The guidelines include putting most nonviolent offenders into alternative
programs run by the Corrections department. Those alternatives range from
intensively supervised probation, with immediate incarceration for violations,
to diversion centers, where felons can work during the day and report in at
night. According to the sentencing task force, such alternatives can
dramatically cut the cost of dealing with nonviolent offenders, including the
drug felons who now make up 17 percent of the prison population.

For example, an offender sentenced to four-plus years for possession of cocaine
who might spend 20 months locked up and 31 months on parole --- costs the
state $32,864. If he violates his parole and has to be reincarcerated, the
number jumps to $40,547.

But if that same offender receives an alternative sentence, serving six months
at a diversion center and 30 months under intensive probation supervision, the
state's cost is just $11,538. If a nine-month residential drug treatment
program is thrown in, the cost goes up to $16,972. And the probability of
recidivism goes down because the offender can keep a job, housing and family
ties that make him less likely to return to drugs and crime.

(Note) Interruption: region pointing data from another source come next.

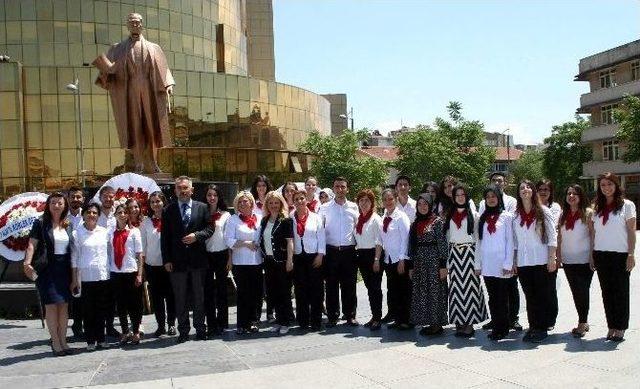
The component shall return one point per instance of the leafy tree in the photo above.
(337, 156)
(564, 155)
(628, 117)
(453, 147)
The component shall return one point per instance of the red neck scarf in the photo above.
(362, 220)
(570, 221)
(119, 240)
(527, 218)
(301, 222)
(458, 217)
(157, 223)
(312, 205)
(606, 211)
(491, 221)
(250, 221)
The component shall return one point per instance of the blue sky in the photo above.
(510, 63)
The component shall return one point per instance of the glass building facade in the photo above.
(226, 125)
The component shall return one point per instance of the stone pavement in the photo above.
(338, 357)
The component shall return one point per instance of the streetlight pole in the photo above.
(75, 89)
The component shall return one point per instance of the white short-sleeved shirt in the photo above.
(613, 235)
(133, 246)
(89, 253)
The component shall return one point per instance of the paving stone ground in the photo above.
(339, 357)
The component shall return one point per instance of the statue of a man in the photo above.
(136, 74)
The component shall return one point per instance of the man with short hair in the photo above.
(340, 217)
(499, 179)
(185, 228)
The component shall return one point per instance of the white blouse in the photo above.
(313, 240)
(613, 235)
(237, 230)
(216, 242)
(150, 242)
(89, 253)
(528, 244)
(494, 252)
(370, 237)
(396, 240)
(132, 246)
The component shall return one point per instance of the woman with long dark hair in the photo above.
(215, 282)
(50, 237)
(614, 242)
(535, 251)
(574, 252)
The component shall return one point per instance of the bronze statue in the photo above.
(136, 74)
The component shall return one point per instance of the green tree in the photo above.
(452, 147)
(628, 117)
(337, 156)
(564, 155)
(529, 167)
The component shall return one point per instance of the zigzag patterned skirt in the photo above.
(466, 295)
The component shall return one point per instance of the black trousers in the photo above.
(128, 299)
(308, 285)
(498, 289)
(341, 274)
(215, 291)
(398, 292)
(279, 283)
(536, 284)
(249, 283)
(614, 282)
(164, 306)
(182, 282)
(95, 303)
(372, 280)
(579, 277)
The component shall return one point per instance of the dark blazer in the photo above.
(182, 256)
(282, 230)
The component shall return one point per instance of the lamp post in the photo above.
(348, 115)
(75, 89)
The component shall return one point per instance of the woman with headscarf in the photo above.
(428, 254)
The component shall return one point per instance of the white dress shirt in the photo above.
(150, 242)
(132, 246)
(528, 244)
(216, 242)
(237, 230)
(395, 241)
(370, 237)
(89, 253)
(494, 252)
(613, 235)
(314, 237)
(339, 222)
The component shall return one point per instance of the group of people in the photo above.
(438, 252)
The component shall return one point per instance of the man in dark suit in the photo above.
(185, 228)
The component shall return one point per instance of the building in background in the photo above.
(611, 74)
(230, 118)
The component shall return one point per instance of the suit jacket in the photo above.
(282, 230)
(183, 256)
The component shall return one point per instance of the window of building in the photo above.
(635, 70)
(610, 150)
(607, 78)
(606, 114)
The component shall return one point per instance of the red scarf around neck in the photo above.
(250, 221)
(362, 220)
(527, 218)
(301, 223)
(119, 246)
(571, 219)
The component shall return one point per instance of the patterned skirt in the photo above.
(466, 295)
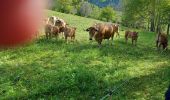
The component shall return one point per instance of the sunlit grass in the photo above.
(52, 69)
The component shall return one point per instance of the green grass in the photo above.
(52, 69)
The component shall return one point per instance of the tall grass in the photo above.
(52, 69)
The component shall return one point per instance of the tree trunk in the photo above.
(168, 29)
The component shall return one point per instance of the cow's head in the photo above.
(92, 31)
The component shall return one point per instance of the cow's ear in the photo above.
(96, 29)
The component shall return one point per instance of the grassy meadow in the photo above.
(52, 69)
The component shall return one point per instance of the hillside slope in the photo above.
(53, 69)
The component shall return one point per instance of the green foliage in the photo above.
(52, 69)
(107, 13)
(142, 13)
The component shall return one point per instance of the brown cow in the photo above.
(69, 32)
(162, 40)
(101, 31)
(132, 35)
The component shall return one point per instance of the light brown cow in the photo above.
(69, 32)
(162, 40)
(101, 31)
(132, 35)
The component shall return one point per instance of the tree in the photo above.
(107, 13)
(85, 9)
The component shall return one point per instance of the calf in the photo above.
(132, 35)
(162, 40)
(101, 31)
(69, 32)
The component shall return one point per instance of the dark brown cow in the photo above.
(162, 40)
(101, 31)
(132, 35)
(69, 32)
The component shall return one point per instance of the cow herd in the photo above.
(55, 26)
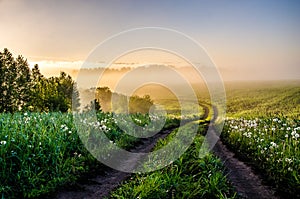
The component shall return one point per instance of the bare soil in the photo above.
(100, 184)
(248, 183)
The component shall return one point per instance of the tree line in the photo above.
(25, 89)
(122, 103)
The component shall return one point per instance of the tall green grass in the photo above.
(187, 177)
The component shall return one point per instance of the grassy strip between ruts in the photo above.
(187, 177)
(40, 152)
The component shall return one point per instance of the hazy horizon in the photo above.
(249, 40)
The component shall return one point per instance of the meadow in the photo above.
(262, 127)
(40, 152)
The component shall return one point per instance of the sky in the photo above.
(257, 39)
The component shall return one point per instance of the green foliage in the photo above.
(272, 144)
(119, 103)
(24, 89)
(40, 152)
(187, 177)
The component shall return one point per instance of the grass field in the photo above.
(187, 177)
(40, 152)
(263, 128)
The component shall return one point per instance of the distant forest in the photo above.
(23, 89)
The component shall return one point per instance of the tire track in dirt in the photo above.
(247, 183)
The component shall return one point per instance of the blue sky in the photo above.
(239, 35)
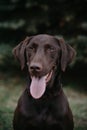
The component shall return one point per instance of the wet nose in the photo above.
(36, 67)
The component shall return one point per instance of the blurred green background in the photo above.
(19, 19)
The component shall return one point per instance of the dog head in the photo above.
(43, 54)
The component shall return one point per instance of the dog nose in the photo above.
(35, 67)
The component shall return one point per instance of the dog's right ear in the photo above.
(19, 51)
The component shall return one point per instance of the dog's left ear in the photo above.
(67, 53)
(19, 51)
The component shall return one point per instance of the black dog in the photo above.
(43, 105)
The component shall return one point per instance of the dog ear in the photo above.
(67, 53)
(19, 51)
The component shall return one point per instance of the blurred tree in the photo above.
(58, 17)
(20, 18)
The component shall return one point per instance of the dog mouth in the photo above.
(38, 85)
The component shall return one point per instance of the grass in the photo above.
(12, 87)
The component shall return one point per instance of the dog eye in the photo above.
(51, 49)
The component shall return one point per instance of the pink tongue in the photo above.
(37, 87)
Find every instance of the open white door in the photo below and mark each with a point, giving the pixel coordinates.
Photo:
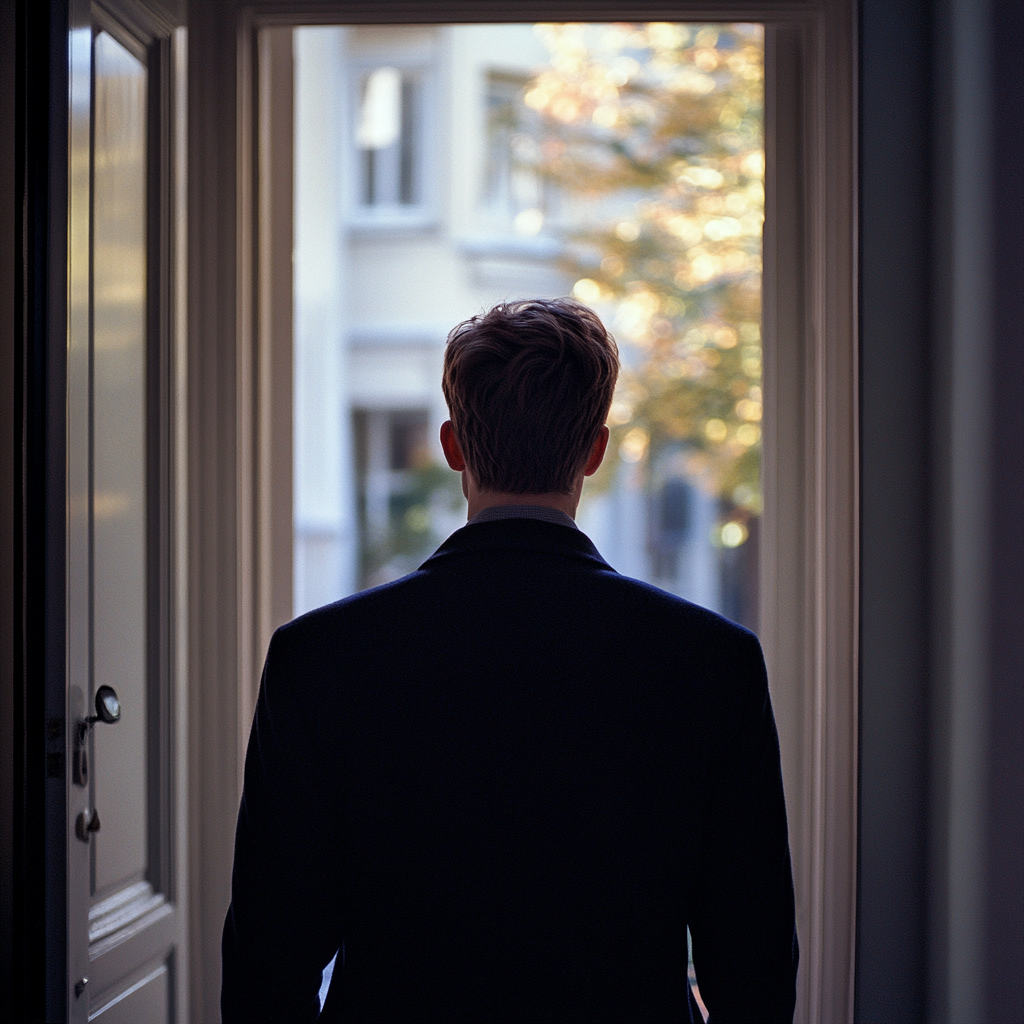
(124, 925)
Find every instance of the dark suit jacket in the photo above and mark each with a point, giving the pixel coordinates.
(504, 786)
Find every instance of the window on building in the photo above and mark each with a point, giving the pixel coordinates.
(387, 137)
(402, 493)
(515, 192)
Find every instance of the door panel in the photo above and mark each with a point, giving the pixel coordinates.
(119, 457)
(147, 999)
(124, 928)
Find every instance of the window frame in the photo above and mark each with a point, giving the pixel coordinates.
(809, 542)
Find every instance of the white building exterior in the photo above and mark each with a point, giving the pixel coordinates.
(411, 216)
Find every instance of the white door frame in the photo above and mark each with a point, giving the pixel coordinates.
(810, 527)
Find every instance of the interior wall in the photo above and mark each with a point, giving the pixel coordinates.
(895, 318)
(940, 930)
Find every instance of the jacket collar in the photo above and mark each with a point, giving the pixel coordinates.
(522, 535)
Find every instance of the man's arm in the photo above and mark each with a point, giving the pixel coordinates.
(282, 927)
(742, 922)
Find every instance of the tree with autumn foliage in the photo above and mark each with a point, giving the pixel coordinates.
(653, 135)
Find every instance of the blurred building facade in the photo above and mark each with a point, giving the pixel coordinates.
(416, 207)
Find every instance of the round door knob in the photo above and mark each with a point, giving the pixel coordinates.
(108, 706)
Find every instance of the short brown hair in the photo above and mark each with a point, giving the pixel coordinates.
(528, 386)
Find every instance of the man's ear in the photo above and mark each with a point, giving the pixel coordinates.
(597, 452)
(453, 454)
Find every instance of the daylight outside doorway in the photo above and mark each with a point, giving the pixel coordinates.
(440, 169)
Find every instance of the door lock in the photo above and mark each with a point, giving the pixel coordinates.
(109, 711)
(86, 823)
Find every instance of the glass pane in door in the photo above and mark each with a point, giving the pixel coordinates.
(119, 773)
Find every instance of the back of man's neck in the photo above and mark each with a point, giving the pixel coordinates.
(480, 500)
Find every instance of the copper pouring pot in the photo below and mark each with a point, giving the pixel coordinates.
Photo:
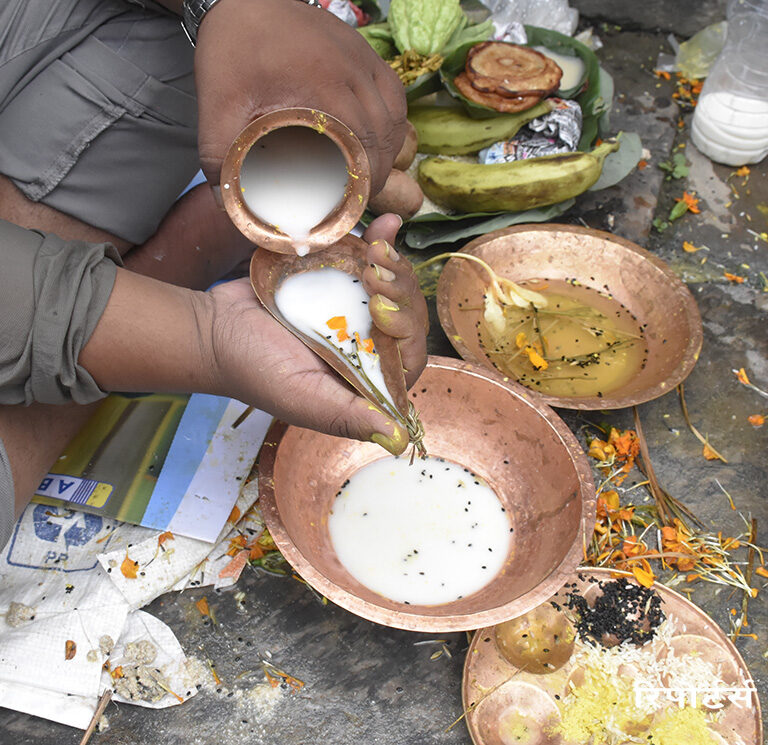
(269, 270)
(341, 219)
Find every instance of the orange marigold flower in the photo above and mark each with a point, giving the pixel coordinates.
(129, 567)
(691, 201)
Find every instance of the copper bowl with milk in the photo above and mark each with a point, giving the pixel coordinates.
(504, 437)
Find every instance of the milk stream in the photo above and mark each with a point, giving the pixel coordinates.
(422, 534)
(309, 299)
(293, 178)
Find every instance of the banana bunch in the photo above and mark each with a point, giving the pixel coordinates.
(512, 187)
(448, 130)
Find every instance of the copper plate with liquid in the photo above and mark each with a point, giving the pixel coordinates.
(339, 222)
(636, 280)
(500, 431)
(495, 693)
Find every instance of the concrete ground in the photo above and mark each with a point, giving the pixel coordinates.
(369, 684)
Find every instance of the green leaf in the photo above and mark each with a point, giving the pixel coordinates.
(678, 211)
(427, 230)
(620, 164)
(468, 35)
(425, 84)
(675, 167)
(379, 36)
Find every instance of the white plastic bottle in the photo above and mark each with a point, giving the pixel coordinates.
(730, 124)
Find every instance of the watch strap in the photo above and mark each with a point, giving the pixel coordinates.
(193, 11)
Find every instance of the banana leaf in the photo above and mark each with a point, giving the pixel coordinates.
(427, 230)
(620, 164)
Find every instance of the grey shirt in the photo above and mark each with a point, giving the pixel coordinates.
(53, 294)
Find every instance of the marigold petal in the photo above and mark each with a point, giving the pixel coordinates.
(129, 567)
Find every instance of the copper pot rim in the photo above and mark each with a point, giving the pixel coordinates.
(474, 655)
(411, 621)
(583, 403)
(339, 222)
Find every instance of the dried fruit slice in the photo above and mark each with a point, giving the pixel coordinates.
(511, 70)
(506, 104)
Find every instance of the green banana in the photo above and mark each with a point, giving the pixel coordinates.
(512, 187)
(447, 130)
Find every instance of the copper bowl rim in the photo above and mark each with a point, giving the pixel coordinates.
(584, 403)
(339, 222)
(402, 619)
(604, 574)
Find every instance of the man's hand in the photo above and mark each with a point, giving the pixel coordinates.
(157, 337)
(258, 361)
(254, 56)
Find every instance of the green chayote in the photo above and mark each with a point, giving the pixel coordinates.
(424, 26)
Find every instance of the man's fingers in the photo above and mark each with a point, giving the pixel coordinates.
(328, 406)
(383, 228)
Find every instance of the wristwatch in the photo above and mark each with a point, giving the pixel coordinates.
(193, 12)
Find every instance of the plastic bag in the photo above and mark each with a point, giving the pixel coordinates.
(556, 15)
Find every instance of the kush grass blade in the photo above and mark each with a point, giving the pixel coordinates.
(703, 440)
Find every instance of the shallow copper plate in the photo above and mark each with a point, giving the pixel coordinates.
(487, 675)
(502, 432)
(642, 283)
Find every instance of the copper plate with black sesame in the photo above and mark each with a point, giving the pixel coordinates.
(624, 280)
(505, 703)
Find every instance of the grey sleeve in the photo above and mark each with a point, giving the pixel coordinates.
(7, 507)
(52, 295)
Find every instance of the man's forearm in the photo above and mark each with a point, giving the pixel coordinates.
(151, 337)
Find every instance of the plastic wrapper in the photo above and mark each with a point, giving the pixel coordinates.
(556, 132)
(556, 15)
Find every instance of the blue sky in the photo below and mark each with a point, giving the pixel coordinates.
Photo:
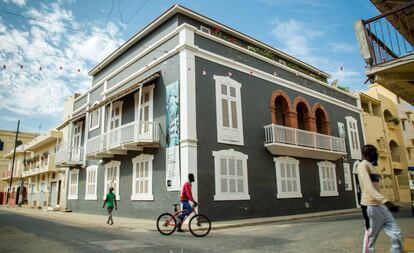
(58, 42)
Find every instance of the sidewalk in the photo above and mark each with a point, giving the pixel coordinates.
(145, 225)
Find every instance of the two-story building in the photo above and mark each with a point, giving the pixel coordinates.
(394, 131)
(7, 143)
(42, 179)
(377, 133)
(262, 131)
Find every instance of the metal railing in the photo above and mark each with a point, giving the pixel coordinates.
(133, 132)
(297, 137)
(385, 41)
(69, 154)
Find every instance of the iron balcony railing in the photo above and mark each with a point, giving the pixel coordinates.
(133, 132)
(69, 155)
(297, 137)
(385, 41)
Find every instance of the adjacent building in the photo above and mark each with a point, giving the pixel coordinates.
(262, 131)
(7, 142)
(398, 133)
(386, 43)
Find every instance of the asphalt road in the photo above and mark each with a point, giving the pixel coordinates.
(329, 234)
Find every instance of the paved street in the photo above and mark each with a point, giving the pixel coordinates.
(329, 234)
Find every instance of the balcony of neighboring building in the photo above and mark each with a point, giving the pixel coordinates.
(39, 164)
(131, 136)
(387, 45)
(391, 121)
(396, 155)
(69, 156)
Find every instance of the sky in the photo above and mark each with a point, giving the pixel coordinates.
(48, 47)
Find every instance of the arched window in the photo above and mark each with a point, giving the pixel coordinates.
(304, 119)
(321, 119)
(280, 106)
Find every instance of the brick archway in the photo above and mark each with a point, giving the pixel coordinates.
(288, 116)
(308, 119)
(321, 116)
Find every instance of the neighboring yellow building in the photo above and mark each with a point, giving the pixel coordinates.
(376, 134)
(7, 139)
(394, 139)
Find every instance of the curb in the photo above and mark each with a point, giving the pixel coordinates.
(218, 226)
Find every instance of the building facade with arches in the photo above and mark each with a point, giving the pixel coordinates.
(263, 132)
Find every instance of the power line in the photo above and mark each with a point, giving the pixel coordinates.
(50, 23)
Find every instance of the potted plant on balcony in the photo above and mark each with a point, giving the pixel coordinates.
(394, 120)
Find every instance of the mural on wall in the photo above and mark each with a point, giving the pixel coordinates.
(173, 136)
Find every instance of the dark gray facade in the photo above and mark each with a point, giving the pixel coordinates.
(255, 98)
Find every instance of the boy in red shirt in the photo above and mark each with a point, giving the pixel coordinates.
(186, 195)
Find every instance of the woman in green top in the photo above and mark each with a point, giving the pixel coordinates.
(109, 201)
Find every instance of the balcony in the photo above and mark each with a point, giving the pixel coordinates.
(69, 156)
(131, 136)
(40, 167)
(396, 162)
(281, 140)
(387, 45)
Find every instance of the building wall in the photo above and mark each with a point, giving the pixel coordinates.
(255, 96)
(162, 198)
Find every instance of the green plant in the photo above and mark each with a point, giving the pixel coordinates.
(394, 120)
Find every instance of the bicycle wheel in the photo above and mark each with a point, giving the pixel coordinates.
(200, 225)
(166, 224)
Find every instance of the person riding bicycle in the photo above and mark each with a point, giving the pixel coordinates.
(186, 196)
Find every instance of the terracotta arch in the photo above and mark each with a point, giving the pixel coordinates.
(289, 117)
(321, 116)
(308, 120)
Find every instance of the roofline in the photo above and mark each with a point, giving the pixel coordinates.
(183, 10)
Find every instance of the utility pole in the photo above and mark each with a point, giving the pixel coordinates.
(14, 157)
(21, 180)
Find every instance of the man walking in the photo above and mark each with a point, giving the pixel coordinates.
(377, 206)
(186, 195)
(109, 201)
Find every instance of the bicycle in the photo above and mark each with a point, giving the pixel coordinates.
(199, 224)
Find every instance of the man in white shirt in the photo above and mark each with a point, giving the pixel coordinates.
(378, 207)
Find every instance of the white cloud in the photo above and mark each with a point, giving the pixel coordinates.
(59, 52)
(295, 37)
(16, 2)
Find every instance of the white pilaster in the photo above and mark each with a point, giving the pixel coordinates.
(188, 131)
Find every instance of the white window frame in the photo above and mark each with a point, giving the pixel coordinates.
(146, 89)
(353, 137)
(72, 173)
(204, 29)
(97, 114)
(142, 158)
(89, 169)
(226, 154)
(279, 180)
(117, 166)
(229, 135)
(332, 167)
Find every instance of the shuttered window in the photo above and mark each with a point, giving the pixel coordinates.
(231, 175)
(112, 178)
(142, 177)
(327, 179)
(91, 181)
(287, 177)
(229, 112)
(353, 138)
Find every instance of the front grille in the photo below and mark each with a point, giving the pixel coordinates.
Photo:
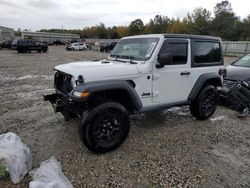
(63, 82)
(229, 83)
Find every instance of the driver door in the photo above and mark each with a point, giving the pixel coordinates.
(171, 83)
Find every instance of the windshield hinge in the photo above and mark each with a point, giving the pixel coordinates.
(156, 76)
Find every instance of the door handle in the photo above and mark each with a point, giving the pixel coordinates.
(185, 73)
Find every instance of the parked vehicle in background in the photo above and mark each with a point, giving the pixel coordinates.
(239, 70)
(58, 42)
(77, 46)
(107, 47)
(143, 73)
(26, 45)
(6, 44)
(237, 76)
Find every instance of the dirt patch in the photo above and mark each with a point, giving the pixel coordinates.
(167, 148)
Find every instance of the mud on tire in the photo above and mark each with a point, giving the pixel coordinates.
(205, 104)
(105, 127)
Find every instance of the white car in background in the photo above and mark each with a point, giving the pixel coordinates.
(77, 46)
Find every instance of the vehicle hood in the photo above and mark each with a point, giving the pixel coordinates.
(238, 73)
(99, 70)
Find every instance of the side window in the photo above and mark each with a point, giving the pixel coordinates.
(178, 51)
(206, 52)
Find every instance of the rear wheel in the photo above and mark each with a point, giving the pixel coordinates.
(105, 127)
(205, 104)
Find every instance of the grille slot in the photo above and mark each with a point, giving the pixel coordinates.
(63, 82)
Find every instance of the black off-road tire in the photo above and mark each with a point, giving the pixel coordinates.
(105, 127)
(205, 104)
(45, 50)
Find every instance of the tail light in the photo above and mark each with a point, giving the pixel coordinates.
(223, 72)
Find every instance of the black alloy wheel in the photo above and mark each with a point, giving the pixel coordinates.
(105, 127)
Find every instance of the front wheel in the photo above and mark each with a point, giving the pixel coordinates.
(45, 50)
(105, 127)
(205, 104)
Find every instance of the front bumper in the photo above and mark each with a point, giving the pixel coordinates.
(58, 103)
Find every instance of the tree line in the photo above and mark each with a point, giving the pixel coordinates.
(225, 24)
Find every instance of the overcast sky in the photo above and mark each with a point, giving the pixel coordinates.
(38, 14)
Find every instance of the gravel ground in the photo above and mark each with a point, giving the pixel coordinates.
(168, 148)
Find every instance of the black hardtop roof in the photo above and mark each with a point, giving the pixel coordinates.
(191, 36)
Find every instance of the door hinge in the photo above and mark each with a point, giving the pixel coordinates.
(155, 93)
(156, 76)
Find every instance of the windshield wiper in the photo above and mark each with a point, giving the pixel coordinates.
(126, 57)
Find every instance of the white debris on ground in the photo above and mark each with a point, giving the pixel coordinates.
(217, 118)
(15, 155)
(178, 110)
(49, 175)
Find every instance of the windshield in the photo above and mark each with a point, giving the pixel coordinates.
(243, 62)
(135, 48)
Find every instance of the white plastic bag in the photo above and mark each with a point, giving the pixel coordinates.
(15, 155)
(49, 175)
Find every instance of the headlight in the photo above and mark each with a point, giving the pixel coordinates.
(73, 81)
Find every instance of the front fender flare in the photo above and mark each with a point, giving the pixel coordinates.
(98, 86)
(213, 78)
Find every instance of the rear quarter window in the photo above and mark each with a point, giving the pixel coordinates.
(206, 53)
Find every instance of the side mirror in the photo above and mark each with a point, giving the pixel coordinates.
(164, 59)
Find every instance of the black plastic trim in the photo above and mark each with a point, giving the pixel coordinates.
(98, 86)
(191, 36)
(194, 65)
(164, 106)
(200, 83)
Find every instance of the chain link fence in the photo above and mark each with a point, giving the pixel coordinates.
(231, 48)
(236, 48)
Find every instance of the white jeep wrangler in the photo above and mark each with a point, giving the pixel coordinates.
(142, 73)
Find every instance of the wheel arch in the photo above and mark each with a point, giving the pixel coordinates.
(204, 80)
(121, 91)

It will take time to realize savings from changing how nonviolent offenders are
handled, and Perdue is dealing with an immediate budget crisis. Nonetheless,
the governor must have the guts to lead the state where he knows it needs to
go.

The sentencing guidelines are currently tied up in the work group Perdue
appointed to review what the previous task force had already done. The governor
should direct his staff to go ahead and implement them. He should keep the
existing diversion centers open, create more, and begin immediately to craft a
probation system to work with the centers. The sooner he does it, the quicker
the savings materialize.

Shutting down the alternative programs may be easy to do politically, but it
would be the essence of penny-wise, pound-foolish thinking.